RISE Seminar: 11/16/18 Diversity-promoting and large-scale machine learning for healthcare, a talk by Pengtao Xie
November 16, 2018
Title: Diversity-promoting and large-scale machine learning for healthcare
Speaker: Pengtao Xie
Date and location: Friday, November 16, 12:30 – 1:30 pm; Wozniak Lounge (430 Soda Hall)
In healthcare, a tsunami of medical data has emerged, including electronic health records, images, literature, etc. These data can be heterogeneous and noisy, which renders clinical decision-making time-consuming, error-prone and suboptimal. In this thesis, we develop machine learning (ML) models and systems for distilling high-value patterns from unstructured clinical data and making informed and real-time medical predictions and recommendations, to aid physicians in improving the efficiency of workflow and quality of patient care. When developing these models, we encounter several challenges: (1) How to better capture infrequent clinical patterns, such as rare subtypes of diseases; (2) How to make the models generalize well on unseen patients? (3) How to promote the interpretability of the decisions? (4) How to improve the timeliness of decision-making without sacrificing its quality? (5) How to efficiently discover massive clinical patterns from large-scale data?

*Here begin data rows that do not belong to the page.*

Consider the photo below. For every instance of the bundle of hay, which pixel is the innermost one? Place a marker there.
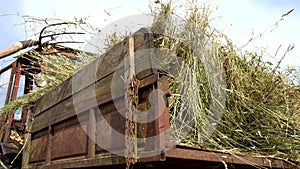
(242, 106)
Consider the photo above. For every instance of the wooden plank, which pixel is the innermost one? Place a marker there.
(104, 65)
(38, 149)
(69, 142)
(92, 134)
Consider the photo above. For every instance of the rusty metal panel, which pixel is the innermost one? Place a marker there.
(69, 142)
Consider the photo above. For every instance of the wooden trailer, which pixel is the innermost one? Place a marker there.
(75, 125)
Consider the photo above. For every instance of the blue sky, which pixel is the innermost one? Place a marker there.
(236, 18)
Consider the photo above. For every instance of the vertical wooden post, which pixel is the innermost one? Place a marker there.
(163, 118)
(131, 125)
(49, 145)
(27, 142)
(92, 134)
(11, 79)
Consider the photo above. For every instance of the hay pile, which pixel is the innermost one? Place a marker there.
(259, 104)
(246, 107)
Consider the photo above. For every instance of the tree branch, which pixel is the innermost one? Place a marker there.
(17, 47)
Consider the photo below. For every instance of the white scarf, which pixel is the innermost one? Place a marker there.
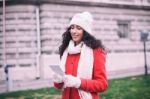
(85, 65)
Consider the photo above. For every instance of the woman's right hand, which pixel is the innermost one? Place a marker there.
(57, 78)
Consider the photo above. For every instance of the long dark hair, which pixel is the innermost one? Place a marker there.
(88, 39)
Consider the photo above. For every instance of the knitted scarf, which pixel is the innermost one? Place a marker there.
(85, 65)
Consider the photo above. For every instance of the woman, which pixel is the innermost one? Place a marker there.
(82, 60)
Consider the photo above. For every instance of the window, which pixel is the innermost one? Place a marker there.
(123, 29)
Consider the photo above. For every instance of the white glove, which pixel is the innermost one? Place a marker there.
(57, 78)
(71, 81)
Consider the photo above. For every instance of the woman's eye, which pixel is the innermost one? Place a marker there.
(79, 28)
(72, 27)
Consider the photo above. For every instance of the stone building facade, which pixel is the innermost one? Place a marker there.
(33, 30)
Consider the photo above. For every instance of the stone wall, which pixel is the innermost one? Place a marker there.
(22, 41)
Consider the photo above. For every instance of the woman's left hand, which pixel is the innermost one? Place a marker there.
(71, 81)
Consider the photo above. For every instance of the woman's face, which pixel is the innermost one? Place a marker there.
(76, 33)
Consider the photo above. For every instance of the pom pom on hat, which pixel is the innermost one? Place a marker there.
(84, 20)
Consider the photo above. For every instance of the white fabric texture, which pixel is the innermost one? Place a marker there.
(84, 20)
(71, 81)
(85, 65)
(56, 78)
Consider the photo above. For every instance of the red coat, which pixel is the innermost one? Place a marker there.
(99, 79)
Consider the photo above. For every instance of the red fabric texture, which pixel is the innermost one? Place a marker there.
(94, 86)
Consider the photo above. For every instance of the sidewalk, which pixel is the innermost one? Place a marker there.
(23, 85)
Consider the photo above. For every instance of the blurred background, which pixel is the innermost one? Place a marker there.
(30, 34)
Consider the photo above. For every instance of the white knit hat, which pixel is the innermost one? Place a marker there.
(84, 20)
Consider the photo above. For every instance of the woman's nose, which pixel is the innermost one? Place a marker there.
(74, 30)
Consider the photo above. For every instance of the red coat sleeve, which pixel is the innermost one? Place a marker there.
(58, 85)
(99, 79)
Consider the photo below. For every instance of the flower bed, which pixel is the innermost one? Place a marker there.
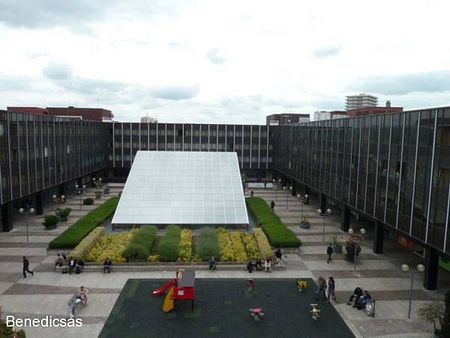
(110, 246)
(169, 246)
(277, 232)
(71, 237)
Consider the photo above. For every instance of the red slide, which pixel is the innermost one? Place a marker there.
(162, 290)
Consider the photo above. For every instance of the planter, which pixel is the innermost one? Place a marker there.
(337, 248)
(305, 225)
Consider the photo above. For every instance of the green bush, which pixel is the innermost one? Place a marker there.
(50, 222)
(208, 244)
(82, 249)
(63, 214)
(88, 201)
(141, 244)
(135, 251)
(169, 245)
(72, 236)
(277, 233)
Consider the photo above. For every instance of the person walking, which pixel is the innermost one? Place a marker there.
(26, 267)
(331, 288)
(329, 252)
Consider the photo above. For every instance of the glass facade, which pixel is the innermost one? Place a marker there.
(394, 168)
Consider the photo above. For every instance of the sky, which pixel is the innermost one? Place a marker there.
(222, 61)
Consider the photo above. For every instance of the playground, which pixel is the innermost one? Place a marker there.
(223, 308)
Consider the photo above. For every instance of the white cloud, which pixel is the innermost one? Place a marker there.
(221, 61)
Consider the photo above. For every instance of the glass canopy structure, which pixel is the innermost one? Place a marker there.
(187, 188)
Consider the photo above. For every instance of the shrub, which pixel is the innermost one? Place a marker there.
(207, 244)
(251, 248)
(263, 244)
(185, 251)
(110, 246)
(135, 251)
(88, 201)
(50, 222)
(72, 236)
(277, 232)
(63, 214)
(169, 246)
(81, 250)
(226, 250)
(143, 238)
(238, 247)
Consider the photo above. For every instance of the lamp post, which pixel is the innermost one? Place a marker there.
(80, 189)
(59, 200)
(27, 214)
(327, 212)
(405, 268)
(351, 232)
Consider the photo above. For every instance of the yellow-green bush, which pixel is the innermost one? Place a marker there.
(238, 247)
(185, 253)
(82, 249)
(263, 244)
(110, 246)
(251, 248)
(226, 249)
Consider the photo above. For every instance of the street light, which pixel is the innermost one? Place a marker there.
(405, 268)
(80, 192)
(351, 232)
(327, 212)
(30, 212)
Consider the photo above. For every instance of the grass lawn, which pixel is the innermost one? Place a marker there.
(222, 310)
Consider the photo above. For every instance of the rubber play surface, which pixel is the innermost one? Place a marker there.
(221, 309)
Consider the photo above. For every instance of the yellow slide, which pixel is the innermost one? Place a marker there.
(169, 303)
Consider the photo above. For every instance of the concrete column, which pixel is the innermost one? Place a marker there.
(378, 237)
(345, 218)
(39, 207)
(294, 188)
(7, 217)
(323, 202)
(431, 269)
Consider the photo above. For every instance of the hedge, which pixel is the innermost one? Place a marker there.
(169, 246)
(71, 237)
(278, 234)
(208, 244)
(140, 245)
(81, 251)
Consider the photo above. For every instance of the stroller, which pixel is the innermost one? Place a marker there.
(370, 307)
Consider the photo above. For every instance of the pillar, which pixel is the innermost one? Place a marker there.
(323, 202)
(431, 269)
(345, 218)
(39, 207)
(294, 188)
(7, 217)
(378, 237)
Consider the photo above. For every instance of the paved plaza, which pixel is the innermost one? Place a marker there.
(47, 292)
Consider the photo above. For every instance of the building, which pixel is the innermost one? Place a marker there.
(280, 119)
(360, 101)
(392, 170)
(92, 114)
(148, 119)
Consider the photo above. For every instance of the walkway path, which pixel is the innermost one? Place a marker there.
(47, 292)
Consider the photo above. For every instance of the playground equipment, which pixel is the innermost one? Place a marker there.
(180, 288)
(315, 312)
(256, 313)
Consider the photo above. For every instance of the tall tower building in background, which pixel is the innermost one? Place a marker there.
(360, 101)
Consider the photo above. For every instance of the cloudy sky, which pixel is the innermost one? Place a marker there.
(222, 61)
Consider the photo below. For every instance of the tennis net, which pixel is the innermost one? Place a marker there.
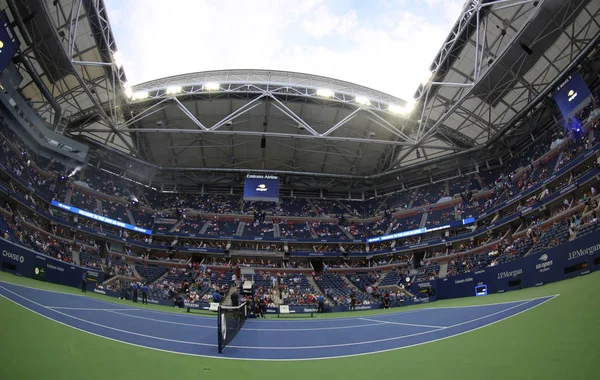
(230, 321)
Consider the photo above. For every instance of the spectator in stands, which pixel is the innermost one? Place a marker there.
(353, 302)
(217, 297)
(321, 302)
(144, 294)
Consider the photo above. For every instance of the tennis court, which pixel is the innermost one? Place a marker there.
(263, 339)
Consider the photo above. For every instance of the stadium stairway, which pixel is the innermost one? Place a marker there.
(350, 284)
(312, 282)
(346, 232)
(176, 225)
(457, 215)
(204, 228)
(350, 212)
(312, 205)
(389, 230)
(313, 234)
(384, 202)
(135, 272)
(130, 216)
(423, 219)
(557, 162)
(99, 205)
(383, 275)
(443, 270)
(478, 177)
(68, 196)
(232, 288)
(161, 278)
(75, 253)
(240, 229)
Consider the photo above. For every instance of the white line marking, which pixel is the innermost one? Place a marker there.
(274, 360)
(268, 347)
(86, 308)
(317, 319)
(404, 324)
(246, 328)
(107, 327)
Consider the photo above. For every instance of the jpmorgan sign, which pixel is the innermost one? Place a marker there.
(583, 252)
(13, 256)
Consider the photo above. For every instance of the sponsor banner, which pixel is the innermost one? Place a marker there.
(565, 261)
(99, 218)
(24, 262)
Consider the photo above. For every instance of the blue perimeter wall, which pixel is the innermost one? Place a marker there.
(27, 263)
(545, 267)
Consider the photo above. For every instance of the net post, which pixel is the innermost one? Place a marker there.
(219, 334)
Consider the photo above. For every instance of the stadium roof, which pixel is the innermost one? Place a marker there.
(491, 77)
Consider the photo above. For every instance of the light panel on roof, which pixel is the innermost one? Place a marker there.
(174, 90)
(140, 95)
(325, 92)
(363, 100)
(211, 86)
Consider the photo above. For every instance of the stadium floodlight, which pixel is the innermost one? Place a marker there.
(325, 92)
(128, 90)
(117, 59)
(426, 77)
(174, 90)
(363, 100)
(211, 86)
(140, 95)
(394, 108)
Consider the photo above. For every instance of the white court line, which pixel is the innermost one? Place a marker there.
(270, 347)
(86, 308)
(106, 327)
(246, 328)
(317, 319)
(404, 324)
(275, 360)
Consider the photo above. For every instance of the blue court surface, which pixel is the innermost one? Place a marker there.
(316, 338)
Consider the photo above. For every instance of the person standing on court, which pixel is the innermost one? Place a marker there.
(134, 286)
(144, 294)
(235, 301)
(217, 297)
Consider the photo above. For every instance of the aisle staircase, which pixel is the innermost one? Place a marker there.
(443, 270)
(68, 196)
(314, 285)
(76, 258)
(234, 286)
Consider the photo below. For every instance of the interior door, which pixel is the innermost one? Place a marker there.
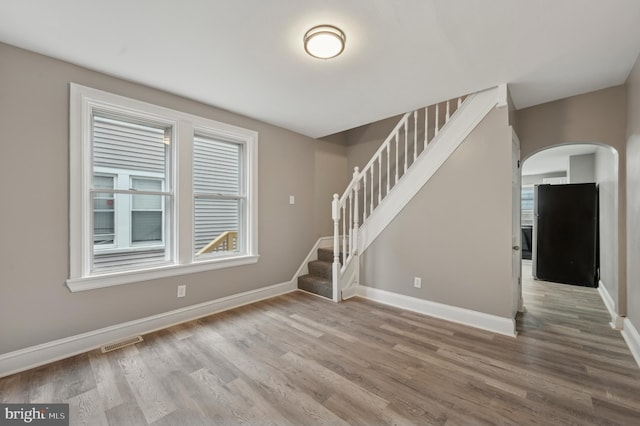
(516, 234)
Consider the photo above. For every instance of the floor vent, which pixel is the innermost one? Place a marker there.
(122, 344)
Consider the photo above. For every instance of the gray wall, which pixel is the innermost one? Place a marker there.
(35, 305)
(633, 195)
(331, 178)
(582, 168)
(456, 233)
(364, 141)
(596, 117)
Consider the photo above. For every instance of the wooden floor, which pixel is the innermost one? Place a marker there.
(298, 359)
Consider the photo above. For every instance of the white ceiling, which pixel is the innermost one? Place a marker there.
(246, 56)
(554, 159)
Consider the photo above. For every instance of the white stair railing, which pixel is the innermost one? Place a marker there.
(369, 186)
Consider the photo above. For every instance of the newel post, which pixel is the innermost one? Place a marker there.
(335, 215)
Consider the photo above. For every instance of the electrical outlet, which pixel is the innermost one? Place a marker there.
(182, 290)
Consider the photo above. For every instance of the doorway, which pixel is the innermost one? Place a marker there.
(574, 163)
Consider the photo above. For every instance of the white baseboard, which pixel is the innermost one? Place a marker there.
(24, 359)
(616, 320)
(632, 337)
(496, 324)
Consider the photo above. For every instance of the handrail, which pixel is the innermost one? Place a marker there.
(369, 186)
(224, 242)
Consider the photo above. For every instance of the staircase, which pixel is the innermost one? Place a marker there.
(319, 279)
(415, 149)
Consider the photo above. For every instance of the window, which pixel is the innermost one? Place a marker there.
(127, 190)
(218, 196)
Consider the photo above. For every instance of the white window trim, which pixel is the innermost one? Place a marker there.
(82, 102)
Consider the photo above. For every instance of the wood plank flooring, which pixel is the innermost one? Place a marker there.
(300, 360)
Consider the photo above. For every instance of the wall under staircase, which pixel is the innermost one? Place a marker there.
(453, 232)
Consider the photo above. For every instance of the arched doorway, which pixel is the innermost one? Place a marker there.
(577, 163)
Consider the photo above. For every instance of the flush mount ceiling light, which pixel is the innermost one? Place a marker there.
(324, 41)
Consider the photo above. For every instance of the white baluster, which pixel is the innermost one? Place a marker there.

To address challenges (1-4), we systematically study diversity-promoting learning, which encourages the components in ML models (1) to diversely spread out to give infrequent patterns a broader coverage, (2) to be imposed with structured constraints for better generalization performance, (3) to be mutually complementary for more compact representation of information, and (4) to be less redundant for better interpretation. The study is performed in the context of both frequentist statistics and Bayesian statistics. In the former, we develop diversity-promoting regularizers that are empirically effective, theoretically analyzable and computationally efficient. In the latter, we develop Bayesian priors that effectively entail an inductive bias of “diversity” among a finite or infinite number of components and facilitate the development of efficient posterior inference algorithms. To address challenge (5), we study large-scale learning. Specifically, we design efficient distributed ML systems by exploiting a system-algorithm co-design approach. Inspired by a sufficient factor property of many ML models, we design a peer-to-peer system — Orpheus — that significantly reduces communication and fault tolerance costs.
We apply the proposed diversity-promoting learning (DPL) techniques and distributed ML systems to address several critical issues in healthcare, including discharge medication prediction, automatic ICD code filling, automatic generalization of medical-imaging reports, similar-patient retrieval, hierarchical multi-label tagging of medical images, and large-scale medical-topic discovery. Evaluations on various clinical datasets demonstrate the effectiveness of the DPL methods and efficiency of the Orpheus system.
Pengtao Xie is a research scientist at Petuum Inc, leading the research and product development in machine learning for multiple vertical domains, including healthcare, manufacturing, and finance. In his PhD study in the Machine Learning Department at Carnegie Mellon University, he worked on latent space models and distributed machine learning, with application to clinical decision-makings. He published about thirty papers at top-tiered machine learning, natural language processing, computer vision, and data mining conferences including ICML, JMLR, ACL, ICCV, KDD, UAI, IJCAI, AAAI, and serve as program committee members or reviewers for about twenty renowned conferences and journals. He won the 2018 Innovator Award presented by the Pittsburgh Business Times. He was recognized as a Siebel Scholar and was a recipient of the Goldman Sachs Global Leader Scholarship and the National Scholarship of China. He received MS degrees from Carnegie Mellon University and Tsinghua University and BS from Sichuan University.